That's due to the settled funds rule, it's an SEC rule, you should have looked it up...
Hmmm ... I thought you could buy with unsettled funds, you just can't then sell before they settle - at least I can on e*trade and just did.
 
So let me ask this question. If, and it's not a little if, the market crashes due to something created by the current administration or a war or something, are we better off having our money invested with a private company or staying public? Or would it make any difference if nobody could afford to buy what Tesla is selling?

Talk amongst yourselves and don't be verklempt...
 
inexperienced hobby trader writing here.

85%+ of float is held by institutions

How are they going to vote for the going-private? Since consensus here seems to be that most of them cannot hold private equity.

Will them selling off their shares soften out the price rise when shares start to cover?

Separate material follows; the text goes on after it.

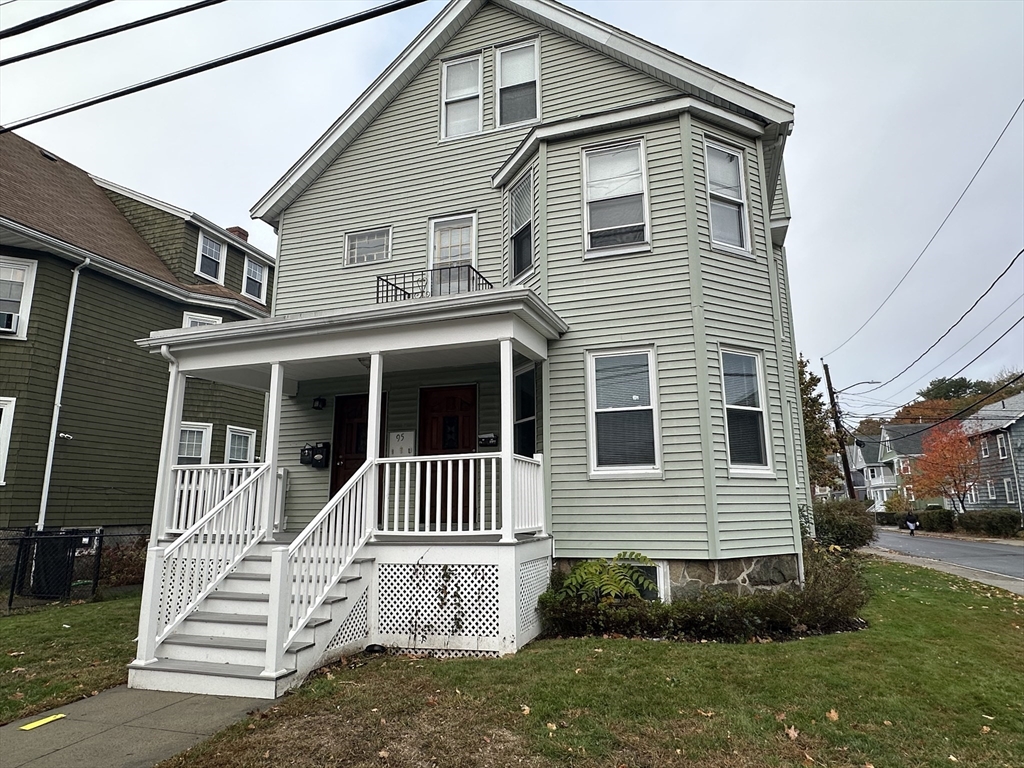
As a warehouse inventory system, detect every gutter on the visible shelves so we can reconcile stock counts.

In my view most of them will vote yes and will likely to buy more shares. Elon already confirmed shareholders support this deal. It would be crazy if someone doesn't like it. If someone thinks it worth more, he can simply buy more shares and stay with the private company. If someone thinks it's worth less, he can simply sell his shares.
 
So that's my question: with a short position shorts are owing a near unlimited amount of money. Say if I short 1,000 shares of TSLA at $300 the broker asks me to post collateral of $300,000.

Price spikes up to $1,000 overnight due to shorts trying to cover. Opens at $2,000. Now I owe 1,000 shares of TSLA worth $2,000,000 - I'll rather take the bath and default on the $300,000 worth of collateral.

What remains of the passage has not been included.